Un passage inaccoutumé.

— Le 29 janvier dernier, par temps de neige, j'ai tué, à une centaine de mètres du village de Vaupoisson, dans la plaine, une oie sauvage du poids de 2 kilos ; elle était posée dans un champ et s'est envolée à portée de fusil. Je l'ai tuée avec du plomb numéro 0. J'ai appris, le soir, que des cultivateurs qui étaient dans les champs avaient, eux aussi, vu et approché à 20 mètres environ une grosse bande d'oies qui cherchaient leur nourriture dans une pièce de blé d'automne. Le fait est rare dans notre région de voir des oies sauvages — notre village est situé sur la rivière l'Aube. Les volatiles en question étaient sans doute fatigués d'un long voyage pour se poser en plein jour et se laisser approcher dans nos plaines de Champagne.

Marius MAUCLAIRE, abonné.

Le Musée de la chasse à tir et de la fauconnerie.

— Gien, « capitale de la chasse » abritera désormais dans son vieux château un musée : l'installation matérielle étant achevée, le « comité d’organisation du Musée de la chasse à tir et de la fauconnerie de Gien » lance un appel à tous les chasseurs pour l'aider à garnir les murs et remplir les vitrines, par don ou prêt d'un vieux fusil, d'une ancienne gravure, de vieux objets se rapportant à la chasse, etc. Le programme du Musée part de la préhistoire et se développe jusqu'aux fusils actuels, en passant par les auxiliaires du chasseur et du fauconnier, les animaux de chasse et leurs ennemis.

Pour l'instant, le Musée a ouvert ses portes grâce à des prêts généreux de musées et de collections particulières. M. Henri de Linarès, artiste peintre, a bien voulu en assurer les fonctions de conservateur.

L'augmentation du nombre de chasseurs.

— Le nombre des chasseurs, chacun le sait, est en progression d'année en année, mais ce que l'on sait moins, c'est que cette progression n'est pas uniforme pour toute la France. Une société de chasse du Midi a dressé un tableau qu'on lira ci-après ; s'il en avait été de même pour l'ensemble du pays, il y aurait actuellement plus de chasseurs qu'il n'existe d'habitants !

1864 422 chasseurs. 1930 6.719 chasseurs.
1895 565 1935 5.159
1913 945 1939 5.264
1920 2.521 1945 8.366
1925 4.649 1946 8.703

La documentation ne va pas plus loin, mais il est probable qu'il n'y a pas régression depuis 1946.
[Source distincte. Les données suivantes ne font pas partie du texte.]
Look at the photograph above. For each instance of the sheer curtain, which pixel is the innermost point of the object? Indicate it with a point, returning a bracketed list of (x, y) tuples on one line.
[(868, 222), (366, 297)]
Admirons la nature qui donne au gibier des ressources suffisantes pour n'avoir pas encore disparu ; c'est merveilleux, et le moins que l'on puisse dire !

J. D.

Une belle portée.

— Le 30 mars 1952, au cours d'une partie de chasse, à Mirecourt, lieudit « Bois-Guyot », M. Châtelain a capturé, au pied d'une souche d'arbre, une portée de dix renardeaux, composée de trois mâles et sept femelles.

Ce fait paraît assez rare pour être signalé.

A. DIDELOT, abonné.

Le profanateur.

— N'en déplaise à M. Thierry Maulnier, c'est une histoire de chasse que je vais conter.

Étant invité, le 10 février 1952, à une battue de lapins « au gîte », au nord de Caudebec-en-Caux (Seine-Inférieure), nous allions de-ci de-là, sur les pentes des coteaux qui bordent la Seine, la sacoche à furets en bandoulière et accompagnés d'un chien jaune, fox-terrier à poil ras.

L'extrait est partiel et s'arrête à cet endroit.